The Missouri Department of Agriculture confirmed cases of H5N2 bird flu in two turkey-growing facilities, first in Jasper County and another in Moniteau County. This is the first time that the H5N2 virus was detected in the state.

To ensure the situation is contained and that the virus doesn't spread, the MDA is implementing a coordinated response with state officials, the U.S. Department of Agriculture as well as industry partners. Bird flu outbreaks have been confirmed in Idaho, Oregon, Washington and Minnesota but the agency maintains that H5N2 is not a threat to public health or the food supply.

In fact, no cases of H5N2 bird flu in humans have been detected yet in North America and the rest of the world.

Still, the MDA is following strict protocols to not only contain H5N2 but to completely eliminate the threat of bird flu. The two facilities confirmed to be positive to the virus were quarantined immediately and turkeys that are part of the involved flocks will undergo depopulation and not included in the supply chain. USDA protocols are also in place for testing and surveillance in properties close to the affected turkey facilities to guarantee that the H5N2 virus has not spread.

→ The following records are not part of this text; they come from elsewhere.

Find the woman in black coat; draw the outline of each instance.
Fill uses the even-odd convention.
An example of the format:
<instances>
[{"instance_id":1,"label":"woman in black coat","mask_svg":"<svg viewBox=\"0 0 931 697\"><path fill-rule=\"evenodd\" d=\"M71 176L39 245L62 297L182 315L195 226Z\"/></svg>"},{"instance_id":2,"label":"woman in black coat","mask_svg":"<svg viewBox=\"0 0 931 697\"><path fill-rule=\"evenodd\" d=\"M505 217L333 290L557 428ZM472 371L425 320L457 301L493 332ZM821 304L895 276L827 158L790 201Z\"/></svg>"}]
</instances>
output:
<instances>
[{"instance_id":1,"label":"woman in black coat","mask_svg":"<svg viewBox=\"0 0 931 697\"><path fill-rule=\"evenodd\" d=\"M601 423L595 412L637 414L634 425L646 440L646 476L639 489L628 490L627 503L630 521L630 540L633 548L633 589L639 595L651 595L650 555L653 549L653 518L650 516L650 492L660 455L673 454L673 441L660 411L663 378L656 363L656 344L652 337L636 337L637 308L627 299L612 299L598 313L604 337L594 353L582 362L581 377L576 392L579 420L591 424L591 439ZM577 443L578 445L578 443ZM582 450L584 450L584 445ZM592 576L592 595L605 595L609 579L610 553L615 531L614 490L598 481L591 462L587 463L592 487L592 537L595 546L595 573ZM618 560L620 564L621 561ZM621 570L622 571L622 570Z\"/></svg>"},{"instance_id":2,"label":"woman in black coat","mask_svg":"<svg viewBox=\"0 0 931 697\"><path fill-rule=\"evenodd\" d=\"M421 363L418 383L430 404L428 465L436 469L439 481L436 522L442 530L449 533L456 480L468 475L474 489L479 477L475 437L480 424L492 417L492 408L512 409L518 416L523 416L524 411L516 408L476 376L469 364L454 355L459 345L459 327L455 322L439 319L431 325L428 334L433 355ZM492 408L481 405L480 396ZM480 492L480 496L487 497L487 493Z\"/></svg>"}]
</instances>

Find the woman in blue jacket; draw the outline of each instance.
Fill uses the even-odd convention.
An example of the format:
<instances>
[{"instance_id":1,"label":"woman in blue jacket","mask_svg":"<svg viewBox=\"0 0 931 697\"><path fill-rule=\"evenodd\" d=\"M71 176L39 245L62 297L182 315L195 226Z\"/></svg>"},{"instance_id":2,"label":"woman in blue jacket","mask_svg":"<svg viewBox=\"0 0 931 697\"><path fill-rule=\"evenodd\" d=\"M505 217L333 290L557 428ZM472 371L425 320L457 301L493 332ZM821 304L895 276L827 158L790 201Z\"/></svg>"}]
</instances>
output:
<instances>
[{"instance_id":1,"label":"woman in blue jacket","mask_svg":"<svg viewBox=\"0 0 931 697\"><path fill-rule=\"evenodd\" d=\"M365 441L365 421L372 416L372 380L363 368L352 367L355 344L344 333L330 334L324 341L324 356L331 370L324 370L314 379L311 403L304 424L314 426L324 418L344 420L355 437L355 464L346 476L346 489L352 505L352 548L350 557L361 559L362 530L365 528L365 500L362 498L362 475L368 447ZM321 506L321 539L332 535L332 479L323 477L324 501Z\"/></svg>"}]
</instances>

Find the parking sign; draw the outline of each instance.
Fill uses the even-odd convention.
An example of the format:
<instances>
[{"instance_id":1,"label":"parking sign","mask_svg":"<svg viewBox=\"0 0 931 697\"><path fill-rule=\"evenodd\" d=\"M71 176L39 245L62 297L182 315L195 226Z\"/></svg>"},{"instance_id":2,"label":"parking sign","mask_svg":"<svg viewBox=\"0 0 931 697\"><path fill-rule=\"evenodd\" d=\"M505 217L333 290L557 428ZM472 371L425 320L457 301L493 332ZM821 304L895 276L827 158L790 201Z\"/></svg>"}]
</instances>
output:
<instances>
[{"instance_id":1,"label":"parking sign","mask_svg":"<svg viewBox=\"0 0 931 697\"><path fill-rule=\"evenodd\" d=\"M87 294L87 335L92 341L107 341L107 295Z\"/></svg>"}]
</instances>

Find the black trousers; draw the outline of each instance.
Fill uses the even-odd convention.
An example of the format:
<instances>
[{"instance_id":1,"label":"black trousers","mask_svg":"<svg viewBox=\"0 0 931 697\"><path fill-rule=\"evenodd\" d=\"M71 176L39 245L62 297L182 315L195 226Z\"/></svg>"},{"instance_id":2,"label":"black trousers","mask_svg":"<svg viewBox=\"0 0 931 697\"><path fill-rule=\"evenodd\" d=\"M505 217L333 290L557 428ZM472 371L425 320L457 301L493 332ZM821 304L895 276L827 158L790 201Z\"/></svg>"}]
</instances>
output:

The Missouri Department of Health and Senior Services has also reached out to workers from the two turkey facilities who may have been potentially exposed to the virus. The MDA and the Animal and Plant Health Inspection Service of the USDA have also started an incident command response to assist in the situation.

"People should avoid contact with sick/dead poultry or wildlife. If contact occurs, wash your hands with soap and water and change clothing before having any contact with healthy domestic poultry and birds," warned [pdf] the USDA.

All bird owners, whether backyard enthusiasts or commercial producers, are reminded to keep practicing good biosecurity to prevent contact between wild birds and those in their care. Any unusual bird deaths or sick birds must be reported immediately to the MDA's Animal Health division.

An outbreak in Minnesota was the first time the H5N2 had a presence in the Mississippi Flyway. In recent months, wild birds and backyard fowl have been infected in Idaho, Oregon and Washington. Due to the Minnesota outbreak, 40 countries including the European Union banned poultry imports from the state. China, on the other hand, has called for a ban on all poultry coming from the U.S.